The positive opinion is based on a pivotal Phase 3 study showing that Onivyde, combined with chemotherapy, significantly increased overall survival in patients with metastatic pancreatic cancer after previous gemcitabine based therapy.

pancreatic cancer

Shire plc today announced that the Committee for Medicinal Products for Human Use (CHMP) of the European Medicines Agency (EMA) adopted a positive opinion recommending the marketing authorisation for the use of Onivyde (irinotecan pegylated liposomal formulation) also known as nal-IRI or MM-398, for the treatment of metastatic adenocarcinoma of the pancreas, in combination with 5-fluorouracil (5-FU) and leucovorin, in adult patients who have progressed following gemcitabine based therapy.

“There has been little improvement in the prognosis for patients with metastatic pancreatic cancer in over 20 years. We therefore welcome the CHMP positive opinion for Onivyde, a regulatory milestone which brings us a step closer to helping patients with this devastating disease,” said Philip J. Vickers, Ph.D., Head of R&D, Shire.

Pancreatic cancer is the third leading cause of cancer death and there are limited treatment options available. In September 2015, the European Society of Medical Oncology (ESMO) stated that use of Onivyde when available in all countries, may be the best option for second-line treatment of these patients following gemcitabine-based therapy.

Pancreatic cancer is a significantly underserved disease in Europe and almost always fatal. Half of people diagnosed with pancreatic cancer are diagnosed at Stage 4, which is advanced metastatic disease and no longer curable.

Late diagnosis common for pancreatic cancer 

The signs and symptoms of pancreatic cancer are non-specific; common presenting symptoms include jaundice, abdominal pain, weight loss, steatorrhoea, and new-onset diabetes. However, these symptoms may not appear until the disease has spread locally or metastasized. Therefore, approximately 80% of patients are not candidates for surgery upon diagnosis.

Even though it accounts for less than three percent of all cancer cases, pancreatic cancer is the seventh leading cause of cancer death worldwide, and the third in Europe. Worldwide, pancreatic cancer prognosis is typically poor, with an estimated 337,900 new cases and 330,400 deaths each year.

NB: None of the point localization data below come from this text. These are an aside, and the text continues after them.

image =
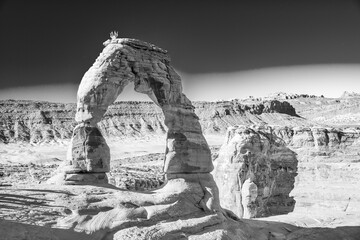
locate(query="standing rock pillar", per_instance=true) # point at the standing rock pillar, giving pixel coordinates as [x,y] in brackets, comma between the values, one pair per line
[123,60]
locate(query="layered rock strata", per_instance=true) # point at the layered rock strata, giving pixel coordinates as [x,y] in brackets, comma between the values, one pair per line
[42,122]
[255,155]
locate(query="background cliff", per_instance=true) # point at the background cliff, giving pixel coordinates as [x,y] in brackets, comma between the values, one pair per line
[37,122]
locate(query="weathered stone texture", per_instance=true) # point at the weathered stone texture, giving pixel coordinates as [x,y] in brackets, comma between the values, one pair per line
[253,151]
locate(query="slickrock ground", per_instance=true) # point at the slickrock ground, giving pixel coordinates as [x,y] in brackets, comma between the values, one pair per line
[186,205]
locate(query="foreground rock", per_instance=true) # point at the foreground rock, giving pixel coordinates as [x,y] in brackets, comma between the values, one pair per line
[99,212]
[255,172]
[43,122]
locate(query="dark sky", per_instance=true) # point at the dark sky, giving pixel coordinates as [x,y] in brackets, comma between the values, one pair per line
[48,42]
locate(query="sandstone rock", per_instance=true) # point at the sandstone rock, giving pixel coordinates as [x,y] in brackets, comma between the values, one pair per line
[256,151]
[123,61]
[89,152]
[42,122]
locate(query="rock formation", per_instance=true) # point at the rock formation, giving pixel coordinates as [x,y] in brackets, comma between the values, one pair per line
[190,191]
[43,122]
[258,152]
[128,60]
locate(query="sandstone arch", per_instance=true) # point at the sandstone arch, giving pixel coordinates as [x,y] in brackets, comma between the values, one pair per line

First port of call and second-line treatment

Gemcitabine-based therapy is commonly used as a first-line treatment for patients with metastatic disease or locally advanced disease who cannot be treated with surgery.

“The CHMP positive opinion confirms the strength of the Phase 3 NAPOLI-1 data for the use of Onivyde combined with 5-FU and leucovorin to treat metastatic pancreatic cancer patients in the post-gemcitabine setting.” said Professor Thomas Seufferlein, M.D., University of Ulm, Germany.

“This data will allow physicians to better evaluate options for extending overall survival of patients diagnosed with a very difficult-to-treat cancer.”